Inside the building, Dr. Sarah Denzinger-Rowe,
a founding dentist at the
practice, said they installed UVC germicidal
bulbs and electrostatic filters in
each of their seven HVAC filters so that
the air is constantly being filtered. “It’s
cool, I love telling patients about it,” she
said. “The fear factor has really affected
people, and we need to do whatever we
can to make them understand and know
that they’re in a safe environment.”
Denzinger-Rowe added that the
changes they made are good for the type
of virus that causes COVID-19. “I think
this is here to stay,” she said. “They make
us feel safe, our patients appreciate it.
They’re confident when they come in.”
A worried workforce
When Denzinger Family Dentistry
reopened, it was deliberate and slow.

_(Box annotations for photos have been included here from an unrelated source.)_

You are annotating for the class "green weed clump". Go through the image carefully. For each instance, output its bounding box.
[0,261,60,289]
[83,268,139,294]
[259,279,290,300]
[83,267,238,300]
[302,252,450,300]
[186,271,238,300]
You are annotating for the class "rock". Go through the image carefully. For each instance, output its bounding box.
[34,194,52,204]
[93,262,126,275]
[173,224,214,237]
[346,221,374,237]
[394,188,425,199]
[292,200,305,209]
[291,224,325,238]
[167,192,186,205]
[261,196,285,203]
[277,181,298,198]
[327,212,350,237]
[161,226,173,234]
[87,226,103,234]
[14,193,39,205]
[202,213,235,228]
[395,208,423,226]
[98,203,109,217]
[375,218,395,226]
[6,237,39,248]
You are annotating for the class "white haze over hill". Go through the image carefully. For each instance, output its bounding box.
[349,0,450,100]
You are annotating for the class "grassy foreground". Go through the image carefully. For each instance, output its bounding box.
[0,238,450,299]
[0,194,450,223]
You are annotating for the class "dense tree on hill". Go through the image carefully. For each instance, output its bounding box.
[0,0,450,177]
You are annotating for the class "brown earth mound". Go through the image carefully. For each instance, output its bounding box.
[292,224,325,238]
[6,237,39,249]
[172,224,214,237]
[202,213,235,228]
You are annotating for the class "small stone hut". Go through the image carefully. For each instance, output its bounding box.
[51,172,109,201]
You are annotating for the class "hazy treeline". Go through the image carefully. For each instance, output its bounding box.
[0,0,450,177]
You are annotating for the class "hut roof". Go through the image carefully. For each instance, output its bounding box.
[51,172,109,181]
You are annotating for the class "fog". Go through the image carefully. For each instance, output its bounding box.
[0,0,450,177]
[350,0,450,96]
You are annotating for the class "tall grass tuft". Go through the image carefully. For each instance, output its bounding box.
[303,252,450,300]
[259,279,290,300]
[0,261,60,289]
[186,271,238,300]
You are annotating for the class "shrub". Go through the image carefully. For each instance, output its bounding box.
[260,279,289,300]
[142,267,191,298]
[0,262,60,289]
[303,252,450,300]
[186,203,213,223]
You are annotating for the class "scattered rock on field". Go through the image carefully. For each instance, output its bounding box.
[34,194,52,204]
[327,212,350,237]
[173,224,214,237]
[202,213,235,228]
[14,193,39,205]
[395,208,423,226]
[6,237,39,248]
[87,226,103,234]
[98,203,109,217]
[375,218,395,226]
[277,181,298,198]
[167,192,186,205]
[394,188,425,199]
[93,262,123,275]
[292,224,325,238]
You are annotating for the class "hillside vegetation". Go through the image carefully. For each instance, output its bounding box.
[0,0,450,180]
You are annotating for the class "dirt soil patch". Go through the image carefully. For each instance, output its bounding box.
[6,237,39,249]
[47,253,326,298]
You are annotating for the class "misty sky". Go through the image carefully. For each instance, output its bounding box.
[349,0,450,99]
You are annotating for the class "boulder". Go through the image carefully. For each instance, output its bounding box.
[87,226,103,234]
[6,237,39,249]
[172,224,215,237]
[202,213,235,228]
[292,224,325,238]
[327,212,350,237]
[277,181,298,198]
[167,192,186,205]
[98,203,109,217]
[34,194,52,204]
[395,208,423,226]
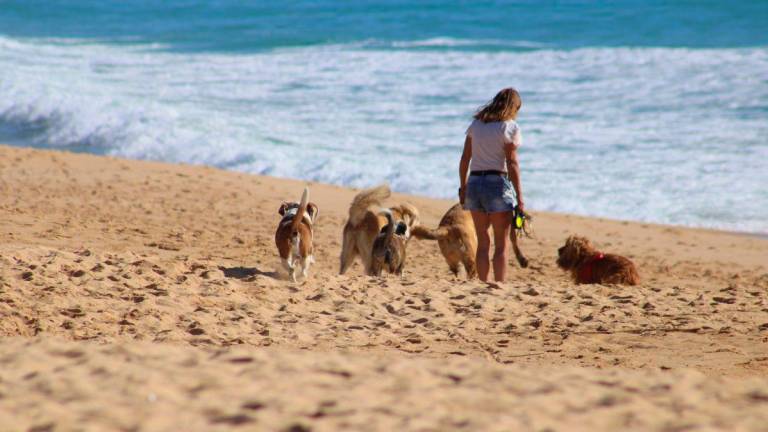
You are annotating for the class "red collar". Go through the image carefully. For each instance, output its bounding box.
[579,252,605,283]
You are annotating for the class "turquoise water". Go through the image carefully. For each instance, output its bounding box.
[0,0,768,233]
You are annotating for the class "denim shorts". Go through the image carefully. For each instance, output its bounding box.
[464,174,515,213]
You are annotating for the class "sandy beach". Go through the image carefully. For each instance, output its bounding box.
[0,146,768,432]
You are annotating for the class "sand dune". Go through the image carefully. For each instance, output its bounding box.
[0,147,768,431]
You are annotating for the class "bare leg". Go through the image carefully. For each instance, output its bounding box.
[471,210,491,282]
[489,212,512,282]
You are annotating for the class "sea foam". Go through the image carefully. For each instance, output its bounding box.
[0,37,768,233]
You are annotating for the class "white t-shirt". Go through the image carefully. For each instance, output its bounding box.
[467,119,523,172]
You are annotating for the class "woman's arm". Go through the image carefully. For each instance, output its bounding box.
[504,143,525,211]
[459,135,472,204]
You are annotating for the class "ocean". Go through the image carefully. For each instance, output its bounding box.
[0,0,768,234]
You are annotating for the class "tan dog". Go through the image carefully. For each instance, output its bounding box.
[557,236,640,285]
[275,188,318,282]
[412,204,528,279]
[339,185,419,275]
[371,209,410,276]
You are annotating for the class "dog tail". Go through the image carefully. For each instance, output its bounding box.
[411,225,448,240]
[291,187,309,238]
[349,184,391,226]
[381,209,395,244]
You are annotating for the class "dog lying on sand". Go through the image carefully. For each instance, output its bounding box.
[411,204,528,279]
[557,235,640,285]
[275,188,318,282]
[371,209,410,276]
[339,185,419,275]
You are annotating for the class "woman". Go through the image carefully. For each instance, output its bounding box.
[459,88,525,282]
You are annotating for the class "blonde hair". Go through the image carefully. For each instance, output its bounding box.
[474,87,523,123]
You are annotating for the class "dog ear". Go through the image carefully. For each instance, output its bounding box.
[277,202,288,216]
[307,203,320,223]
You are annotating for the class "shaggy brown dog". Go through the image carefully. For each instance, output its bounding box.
[371,210,410,276]
[557,236,640,285]
[275,188,318,282]
[411,204,528,279]
[411,204,477,279]
[339,185,419,275]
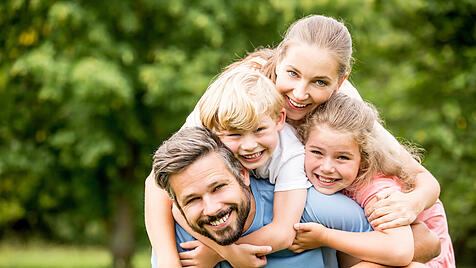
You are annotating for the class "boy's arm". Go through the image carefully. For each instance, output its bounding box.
[237,189,307,252]
[144,172,182,267]
[365,124,440,230]
[291,198,413,266]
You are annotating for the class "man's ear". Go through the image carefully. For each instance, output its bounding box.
[276,108,286,131]
[334,73,349,93]
[240,166,250,186]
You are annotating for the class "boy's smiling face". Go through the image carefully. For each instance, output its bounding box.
[217,109,286,169]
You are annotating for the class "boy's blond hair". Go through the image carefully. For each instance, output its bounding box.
[198,66,284,131]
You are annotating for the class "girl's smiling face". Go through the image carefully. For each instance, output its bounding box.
[276,43,343,120]
[304,124,361,194]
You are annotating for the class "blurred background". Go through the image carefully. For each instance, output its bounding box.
[0,0,476,267]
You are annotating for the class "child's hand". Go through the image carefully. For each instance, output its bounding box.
[365,189,421,230]
[222,244,272,268]
[289,222,326,253]
[179,240,223,268]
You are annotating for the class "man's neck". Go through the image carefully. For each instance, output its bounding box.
[243,186,256,233]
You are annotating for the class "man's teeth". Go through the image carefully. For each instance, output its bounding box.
[210,213,230,226]
[243,152,261,159]
[289,98,307,108]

The
first week back, Rowe said, only doctors
and senior leadership were allowed in the
office, where they served as the guinea
pigs for ensuring their safety protocols
were viable. “We had doctors answering
phones, checking people out,” he
said. When they felt confident that the
measures they had taken were solid, they
allowed employees to return.
They also paid “outrageous” prices
for personal protective equipment (PPE),
including face shields and three different
kinds of approved masks, that would make
their staff feel confident enough to spend
an entire day in a closed-air environment.